Scott Powers, Ed.D., Ph.D.

UAA Endowed Professor, Distinguished Professor of Applied Physiology and Kinesiology

College of Health and Human Performance

2015 Awardee

Scott Powers’ research focuses upon the effects of muscular exercise and inactivity on redox signaling, gene expression, and contractile function of both cardiac and skeletal muscle. Specifically, the Powers laboratory has focused on two major topics.

First, Powers has investigated the mechanisms responsible for exercise-induced cardioprotection against ischemia-reperfusion induced cardiac injury.  Myocardial ischemia-reperfusion injury (i.e., heart attack) remains the leading cause of morbidity and mortality associated with cardiovascular disease. Powers’ work reveals that endurance exercise training promotes phenotypic changes in heart muscle that resist damage during a heart attack.  Using this strategy, Powers’ research has provided the knowledge necessary to develop a pharmacological approach to protect the heart during a heart attack. Importantly, two different drugs have been shown to provide cardioprotection against ischemia-reperfusion injury and are now in phase II clinical trials.
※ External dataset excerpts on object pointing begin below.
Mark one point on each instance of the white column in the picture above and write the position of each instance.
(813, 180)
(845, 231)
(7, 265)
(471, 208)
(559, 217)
Second, Powers is developing a therapeutic approach to protect respiratory muscles against ventilator-induced weakness. Mechanical ventilation is a life-saving intervention for patients unable to breathe on their own, due to respiratory failure or other problems. Although mechanical ventilation can be a life-saving intervention, prolonged mechanical ventilation results in respiratory muscle weakness which translates to problems in removing patients (i.e., weaning) from a ventilator. Failure to wean patients from the ventilator results in prolonged hospital stays and greatly increases the risk of patient mortality and morbidity. Powers’ studies have revealed the importance of protecting respiratory muscles against both oxidative stress and protease activation during prolonged mechanical ventilation. These discoveries have led to the development of new drugs that have the potential to protect respiratory muscles against ventilator-induced weakness.